Energie. Im Vorjahr hat Österreich 666 Millionen Euro an öffentlichen Subventionen für den erzeugten Strom aus Wind-, Wasser- und Solaranlagen ausgegeben – und 775 Millionen Euro damit verdient. Wie geht das?
Die längste Zeit war es Jahr für Jahr dasselbe Spiel: Einmal jährlich zählte der staatliche Energie-Regulator E-Control zusammen, wie viele neue Wind-, Wasser- und Solaranlagen gebaut wurden und wie viel die Stromkundinnen und -kunden dafür an Förderungen bezahlen mussten. Bei typischen Summen rund um eine Milliarde Euro folgte jedes Jahr dieselbe Debatte darüber, ob die Erneuerbaren zu teuer seien und sich das Land den Ausbau leisten könne. Diese Debatte ist nun vorbei: Auch 2022 wurden die Erneuerbaren in Österreich im Eiltempo ausgebaut. Die Kosten dafür aber sanken rapide.

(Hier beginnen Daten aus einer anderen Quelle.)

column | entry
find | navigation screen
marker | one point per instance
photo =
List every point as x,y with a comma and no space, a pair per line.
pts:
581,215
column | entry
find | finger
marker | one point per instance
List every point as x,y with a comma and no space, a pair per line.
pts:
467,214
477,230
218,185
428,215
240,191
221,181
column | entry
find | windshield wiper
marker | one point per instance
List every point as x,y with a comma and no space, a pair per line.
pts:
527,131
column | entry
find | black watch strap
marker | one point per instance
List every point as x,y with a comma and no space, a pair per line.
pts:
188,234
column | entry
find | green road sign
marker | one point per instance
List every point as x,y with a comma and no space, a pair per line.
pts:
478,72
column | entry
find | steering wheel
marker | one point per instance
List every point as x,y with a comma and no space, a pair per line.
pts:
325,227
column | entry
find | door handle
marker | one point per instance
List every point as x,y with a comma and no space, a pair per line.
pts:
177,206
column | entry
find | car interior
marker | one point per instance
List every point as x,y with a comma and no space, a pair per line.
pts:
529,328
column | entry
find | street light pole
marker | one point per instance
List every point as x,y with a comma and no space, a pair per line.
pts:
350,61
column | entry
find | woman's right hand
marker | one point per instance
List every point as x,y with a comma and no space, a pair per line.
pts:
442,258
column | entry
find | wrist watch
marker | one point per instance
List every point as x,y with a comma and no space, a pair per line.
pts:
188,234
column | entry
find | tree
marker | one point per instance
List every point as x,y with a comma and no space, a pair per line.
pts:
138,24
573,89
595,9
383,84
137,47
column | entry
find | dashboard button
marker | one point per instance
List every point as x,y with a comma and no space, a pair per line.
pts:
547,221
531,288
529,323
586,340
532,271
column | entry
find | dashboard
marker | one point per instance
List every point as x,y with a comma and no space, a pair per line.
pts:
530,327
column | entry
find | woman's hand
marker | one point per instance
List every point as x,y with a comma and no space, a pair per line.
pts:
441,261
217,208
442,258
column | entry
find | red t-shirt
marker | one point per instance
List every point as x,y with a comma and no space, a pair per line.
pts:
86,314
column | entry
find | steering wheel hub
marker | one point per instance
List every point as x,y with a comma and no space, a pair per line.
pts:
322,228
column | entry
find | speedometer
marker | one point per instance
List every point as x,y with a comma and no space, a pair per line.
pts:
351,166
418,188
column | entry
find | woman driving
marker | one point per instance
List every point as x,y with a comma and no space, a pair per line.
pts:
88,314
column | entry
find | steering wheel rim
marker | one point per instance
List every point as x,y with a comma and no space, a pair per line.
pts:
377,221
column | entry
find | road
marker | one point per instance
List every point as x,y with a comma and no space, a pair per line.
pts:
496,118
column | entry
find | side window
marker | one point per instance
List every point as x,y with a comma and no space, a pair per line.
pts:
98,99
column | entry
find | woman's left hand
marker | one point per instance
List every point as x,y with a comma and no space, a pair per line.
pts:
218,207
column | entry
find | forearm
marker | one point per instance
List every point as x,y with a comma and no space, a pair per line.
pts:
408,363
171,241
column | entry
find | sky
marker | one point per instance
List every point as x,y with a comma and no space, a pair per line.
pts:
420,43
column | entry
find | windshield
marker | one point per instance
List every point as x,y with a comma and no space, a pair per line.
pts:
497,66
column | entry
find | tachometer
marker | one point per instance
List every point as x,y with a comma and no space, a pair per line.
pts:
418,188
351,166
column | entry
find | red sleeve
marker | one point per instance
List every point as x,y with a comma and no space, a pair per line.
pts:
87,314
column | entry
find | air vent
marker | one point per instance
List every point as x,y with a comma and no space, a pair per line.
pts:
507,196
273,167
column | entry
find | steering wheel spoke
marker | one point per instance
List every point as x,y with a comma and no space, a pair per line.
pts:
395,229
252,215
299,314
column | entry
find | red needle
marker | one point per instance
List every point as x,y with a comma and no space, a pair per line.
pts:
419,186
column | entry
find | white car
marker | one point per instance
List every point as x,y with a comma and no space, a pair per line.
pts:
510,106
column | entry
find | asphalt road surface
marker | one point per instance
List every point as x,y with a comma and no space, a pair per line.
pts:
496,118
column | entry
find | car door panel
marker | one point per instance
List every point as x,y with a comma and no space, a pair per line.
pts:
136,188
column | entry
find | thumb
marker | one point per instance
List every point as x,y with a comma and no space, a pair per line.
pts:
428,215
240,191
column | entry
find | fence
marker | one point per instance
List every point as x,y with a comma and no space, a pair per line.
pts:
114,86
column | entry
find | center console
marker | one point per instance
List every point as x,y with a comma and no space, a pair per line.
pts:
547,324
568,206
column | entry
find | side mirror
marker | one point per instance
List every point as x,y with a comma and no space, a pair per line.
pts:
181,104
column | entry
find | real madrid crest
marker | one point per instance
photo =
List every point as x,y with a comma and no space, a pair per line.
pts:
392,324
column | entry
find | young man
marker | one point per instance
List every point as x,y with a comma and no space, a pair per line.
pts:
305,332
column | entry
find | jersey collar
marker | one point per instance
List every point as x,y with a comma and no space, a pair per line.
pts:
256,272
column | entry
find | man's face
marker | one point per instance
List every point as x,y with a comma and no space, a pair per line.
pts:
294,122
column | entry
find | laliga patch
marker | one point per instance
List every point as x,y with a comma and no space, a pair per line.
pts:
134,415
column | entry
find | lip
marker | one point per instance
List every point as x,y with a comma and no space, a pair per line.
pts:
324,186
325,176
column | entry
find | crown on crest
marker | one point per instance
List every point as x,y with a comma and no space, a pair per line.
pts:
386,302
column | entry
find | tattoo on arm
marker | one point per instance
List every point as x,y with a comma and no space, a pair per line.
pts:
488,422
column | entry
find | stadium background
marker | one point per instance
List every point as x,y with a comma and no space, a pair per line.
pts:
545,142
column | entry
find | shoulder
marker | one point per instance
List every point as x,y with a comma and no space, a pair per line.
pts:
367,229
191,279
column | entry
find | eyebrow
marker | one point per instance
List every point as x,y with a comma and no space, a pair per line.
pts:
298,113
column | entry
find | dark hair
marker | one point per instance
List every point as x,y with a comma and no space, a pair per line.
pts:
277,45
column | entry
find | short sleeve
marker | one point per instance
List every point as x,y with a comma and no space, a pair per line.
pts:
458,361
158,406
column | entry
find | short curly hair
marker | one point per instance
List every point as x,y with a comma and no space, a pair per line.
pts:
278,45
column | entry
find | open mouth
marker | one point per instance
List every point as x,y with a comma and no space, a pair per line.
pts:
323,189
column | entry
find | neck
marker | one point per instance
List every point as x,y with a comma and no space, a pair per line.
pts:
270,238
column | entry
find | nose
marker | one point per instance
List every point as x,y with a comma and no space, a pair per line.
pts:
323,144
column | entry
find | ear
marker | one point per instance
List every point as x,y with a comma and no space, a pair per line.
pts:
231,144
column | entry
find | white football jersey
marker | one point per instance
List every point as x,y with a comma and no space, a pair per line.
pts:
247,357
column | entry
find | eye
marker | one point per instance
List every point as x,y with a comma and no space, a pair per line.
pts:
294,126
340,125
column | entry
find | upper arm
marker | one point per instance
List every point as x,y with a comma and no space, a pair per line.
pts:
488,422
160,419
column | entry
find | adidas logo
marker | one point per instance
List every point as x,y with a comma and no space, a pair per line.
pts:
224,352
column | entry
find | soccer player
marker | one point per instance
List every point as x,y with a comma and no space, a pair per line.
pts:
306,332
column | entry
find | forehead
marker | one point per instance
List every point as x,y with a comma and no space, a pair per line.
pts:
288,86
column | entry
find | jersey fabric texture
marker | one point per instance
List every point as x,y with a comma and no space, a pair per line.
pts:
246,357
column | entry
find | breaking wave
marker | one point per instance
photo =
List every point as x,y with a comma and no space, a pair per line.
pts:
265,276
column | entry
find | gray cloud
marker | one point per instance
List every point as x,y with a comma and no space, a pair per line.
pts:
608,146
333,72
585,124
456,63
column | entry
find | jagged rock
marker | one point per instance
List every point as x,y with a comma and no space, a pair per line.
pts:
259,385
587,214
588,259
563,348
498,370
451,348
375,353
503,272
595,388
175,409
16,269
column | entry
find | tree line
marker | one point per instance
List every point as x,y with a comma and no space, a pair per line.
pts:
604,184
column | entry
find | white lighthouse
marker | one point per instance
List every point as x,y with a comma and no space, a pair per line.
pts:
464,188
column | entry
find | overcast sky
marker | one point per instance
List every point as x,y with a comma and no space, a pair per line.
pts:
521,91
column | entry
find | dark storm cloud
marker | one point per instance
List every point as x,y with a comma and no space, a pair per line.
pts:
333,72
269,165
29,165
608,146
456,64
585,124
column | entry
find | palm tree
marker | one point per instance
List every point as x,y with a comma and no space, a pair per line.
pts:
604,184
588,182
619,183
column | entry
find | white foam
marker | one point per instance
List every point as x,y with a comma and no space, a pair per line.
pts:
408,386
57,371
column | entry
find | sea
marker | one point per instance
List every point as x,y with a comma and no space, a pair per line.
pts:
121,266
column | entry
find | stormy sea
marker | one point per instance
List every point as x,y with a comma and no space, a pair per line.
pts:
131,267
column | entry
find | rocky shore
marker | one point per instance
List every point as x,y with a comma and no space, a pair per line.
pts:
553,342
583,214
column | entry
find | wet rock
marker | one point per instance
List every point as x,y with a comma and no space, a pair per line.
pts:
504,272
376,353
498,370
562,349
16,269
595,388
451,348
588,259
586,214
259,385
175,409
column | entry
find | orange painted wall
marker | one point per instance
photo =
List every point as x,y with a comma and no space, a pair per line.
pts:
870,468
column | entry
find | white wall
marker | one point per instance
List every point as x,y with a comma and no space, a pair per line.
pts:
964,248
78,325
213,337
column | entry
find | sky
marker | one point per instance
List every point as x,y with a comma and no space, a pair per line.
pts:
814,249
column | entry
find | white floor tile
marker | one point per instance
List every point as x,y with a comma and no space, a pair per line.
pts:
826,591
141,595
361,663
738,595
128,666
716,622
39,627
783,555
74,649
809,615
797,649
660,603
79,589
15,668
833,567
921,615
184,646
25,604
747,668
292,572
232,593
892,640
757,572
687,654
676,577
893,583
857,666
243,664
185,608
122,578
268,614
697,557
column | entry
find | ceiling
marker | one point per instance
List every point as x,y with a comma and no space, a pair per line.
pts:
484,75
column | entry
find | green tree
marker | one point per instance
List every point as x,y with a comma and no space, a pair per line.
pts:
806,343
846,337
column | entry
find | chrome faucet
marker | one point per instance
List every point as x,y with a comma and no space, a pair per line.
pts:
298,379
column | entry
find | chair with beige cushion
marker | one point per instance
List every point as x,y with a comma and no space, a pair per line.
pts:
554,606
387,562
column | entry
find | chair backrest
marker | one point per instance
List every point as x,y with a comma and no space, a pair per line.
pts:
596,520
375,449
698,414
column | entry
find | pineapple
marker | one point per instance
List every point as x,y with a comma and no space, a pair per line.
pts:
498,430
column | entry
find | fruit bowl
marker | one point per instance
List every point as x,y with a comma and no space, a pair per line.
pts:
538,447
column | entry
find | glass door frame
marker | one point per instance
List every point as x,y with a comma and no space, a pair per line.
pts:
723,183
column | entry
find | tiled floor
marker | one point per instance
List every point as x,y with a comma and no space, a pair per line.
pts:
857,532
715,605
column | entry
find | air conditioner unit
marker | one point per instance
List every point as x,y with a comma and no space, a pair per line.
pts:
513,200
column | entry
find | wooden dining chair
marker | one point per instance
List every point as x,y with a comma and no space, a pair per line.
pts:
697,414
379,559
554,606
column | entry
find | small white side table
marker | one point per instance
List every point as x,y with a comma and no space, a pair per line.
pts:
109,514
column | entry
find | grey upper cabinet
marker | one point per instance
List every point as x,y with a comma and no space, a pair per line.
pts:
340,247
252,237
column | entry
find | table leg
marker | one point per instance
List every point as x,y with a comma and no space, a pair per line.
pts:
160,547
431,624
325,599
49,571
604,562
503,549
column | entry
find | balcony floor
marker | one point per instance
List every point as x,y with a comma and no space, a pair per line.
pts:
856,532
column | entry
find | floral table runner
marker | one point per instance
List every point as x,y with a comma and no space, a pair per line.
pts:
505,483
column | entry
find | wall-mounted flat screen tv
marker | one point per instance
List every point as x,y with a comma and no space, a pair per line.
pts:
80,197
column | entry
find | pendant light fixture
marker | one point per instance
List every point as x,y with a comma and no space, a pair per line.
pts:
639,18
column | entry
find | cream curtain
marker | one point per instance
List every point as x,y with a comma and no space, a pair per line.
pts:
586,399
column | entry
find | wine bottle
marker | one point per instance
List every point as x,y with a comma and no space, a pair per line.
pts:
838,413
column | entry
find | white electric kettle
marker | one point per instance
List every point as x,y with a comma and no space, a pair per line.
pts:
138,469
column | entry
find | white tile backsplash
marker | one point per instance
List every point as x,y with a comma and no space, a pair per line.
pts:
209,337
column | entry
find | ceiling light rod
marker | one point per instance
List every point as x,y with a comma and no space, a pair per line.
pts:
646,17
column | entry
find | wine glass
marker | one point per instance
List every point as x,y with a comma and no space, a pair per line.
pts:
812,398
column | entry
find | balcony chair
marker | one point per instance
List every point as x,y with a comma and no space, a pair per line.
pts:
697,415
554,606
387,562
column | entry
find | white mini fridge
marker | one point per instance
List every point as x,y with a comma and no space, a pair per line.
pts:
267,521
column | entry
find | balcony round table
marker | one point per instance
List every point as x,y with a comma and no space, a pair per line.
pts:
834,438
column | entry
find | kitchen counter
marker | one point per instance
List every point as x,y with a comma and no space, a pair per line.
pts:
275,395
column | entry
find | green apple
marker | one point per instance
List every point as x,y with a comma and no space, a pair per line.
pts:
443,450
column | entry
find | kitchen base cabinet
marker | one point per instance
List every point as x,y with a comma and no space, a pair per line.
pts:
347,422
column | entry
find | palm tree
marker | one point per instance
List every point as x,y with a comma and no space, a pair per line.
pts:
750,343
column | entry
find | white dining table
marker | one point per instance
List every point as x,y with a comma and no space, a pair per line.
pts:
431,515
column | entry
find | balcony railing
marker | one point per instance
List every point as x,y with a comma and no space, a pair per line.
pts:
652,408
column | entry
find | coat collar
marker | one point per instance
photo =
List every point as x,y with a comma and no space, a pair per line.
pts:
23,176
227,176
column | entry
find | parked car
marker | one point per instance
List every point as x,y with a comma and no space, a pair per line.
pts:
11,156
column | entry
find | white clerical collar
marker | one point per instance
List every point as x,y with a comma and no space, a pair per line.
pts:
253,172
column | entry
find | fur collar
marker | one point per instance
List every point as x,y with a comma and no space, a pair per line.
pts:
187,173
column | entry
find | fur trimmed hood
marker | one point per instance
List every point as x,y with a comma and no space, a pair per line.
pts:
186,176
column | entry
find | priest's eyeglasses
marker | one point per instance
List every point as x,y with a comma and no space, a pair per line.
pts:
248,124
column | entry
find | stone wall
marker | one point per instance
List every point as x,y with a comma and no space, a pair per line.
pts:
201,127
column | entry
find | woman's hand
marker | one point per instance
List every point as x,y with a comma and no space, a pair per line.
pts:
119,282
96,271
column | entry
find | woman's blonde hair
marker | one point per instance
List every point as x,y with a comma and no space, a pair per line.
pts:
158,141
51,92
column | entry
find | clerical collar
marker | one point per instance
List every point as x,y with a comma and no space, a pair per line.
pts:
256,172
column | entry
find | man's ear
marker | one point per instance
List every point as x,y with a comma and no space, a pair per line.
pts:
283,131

Die Republik musste nur noch 666 Millionen Euro für geförderten Ökostrom ausgeben, 247 Millionen Euro weniger als im Jahr zuvor. Hauptgrund für diese Entwicklung sind die hohen Marktpreise für Strom. Im Zuge der Energiekrise war an den Börsen deutlich mehr Geld zu verdienen als mit der staatlichen Förderung, weshalb sich die meisten Ökostrombetreiber von der staatlichen Förderstelle Oemag verabschiedet und ihre Strommengen selbst verkauft haben. Unterm Strich sanken die an die Oemag gemeldeten Mengen von 8363 auf 3006 Gigawattstunden. Damit wurde der Ausbau aber nicht nur billiger für die Allgemeinheit, der Staat hat mit der Förderung sogar noch ein Geschäft gemacht.
Markt zahlt besser als der Staat
Der Grund dafür: Die Oemag kaufte zwar um 666 Millionen Euro Ökostrom zu, verbrauchte ihn aber nicht selbst, sondern gab ihn über die Börse weiter. Und da auch hier die Rekordpreise des Vorjahres zum Tragen kamen, nahm die Förderstelle unterm Strich um 109 Millionen Euro mehr ein, als sie selbst auszahlen musste.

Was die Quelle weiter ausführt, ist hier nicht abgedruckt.